Frequently asked questions

  • What is Anticancer about?

    Written by a neuroscientist who had brain cancer, the book reviews the research on lifestyle factors — diet, exercise, stress, environmental exposures — that either promote or suppress tumor growth. The central argument is that changing the biological terrain through everyday choices can meaningfully reduce cancer risk and improve survival.

  • Is Anticancer evidence-based?

    Largely yes. Servan-Schreiber was a rigorous researcher and the book cites primary scientific literature throughout. The dietary and exercise recommendations are well-supported. Some claims about stress and immune function are more preliminary, but the overall standard of evidence is higher than most popular health books.

  • Who should read Anticancer?

    Anyone with a personal or family history of cancer, or anyone who wants to understand the lifestyle factors that affect cancer risk. It is also valuable for people in cancer treatment who want to understand what they can do alongside conventional therapy.
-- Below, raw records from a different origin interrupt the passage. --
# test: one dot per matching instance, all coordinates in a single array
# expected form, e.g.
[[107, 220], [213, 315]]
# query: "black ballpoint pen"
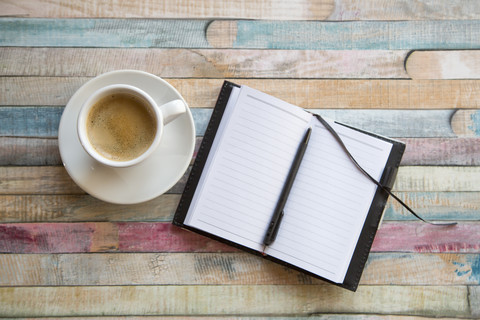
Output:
[[278, 213]]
The personal narrative makes it accessible to readers without a scientific background.

  • Does Anticancer recommend abandoning conventional cancer treatment?

    Explicitly not. Servan-Schreiber was unambiguous that integrative approaches complement but do not replace surgery, chemotherapy, and radiation. He sought out and used all available conventional treatments for his own cancer; the lifestyle work was additive.

  • What is the most important dietary change recommended in Anticancer?

    Probably reducing refined sugar and stabilizing blood sugar, which directly affects insulin and IGF-1 signaling that promotes tumor proliferation. Shifting fat intake from omega-6 toward omega-3 fatty acids is the second highest-leverage dietary change Servan-Schreiber identifies.

  • How does Anticancer address the psychological dimensions of cancer?

    It devotes significant space to the evidence that social isolation, chronic stress, and emotional suppression affect cancer biology through their effects on inflammatory signaling and immune function. It also discusses the role of meaning and connection in recovery, drawing on research as well as Servan-Schreiber's own clinical work.

About David Servan-Schreiber

David Servan-Schreiber (1961–2011) was a French-American neuroscientist, psychiatrist, and clinical professor of psychiatry at the University of Pittsburgh School of Medicine. He co-founded the Center for Complementary Medicine at the University of Pittsburgh and was a founding member of Doctors Without Borders in the United States. After his initial brain cancer diagnosis in 1992, he spent nearly two decades researching the lifestyle and environmental factors that affect cancer risk and recurrence. He also wrote The Instinct to Heal and Not the Last Goodbye.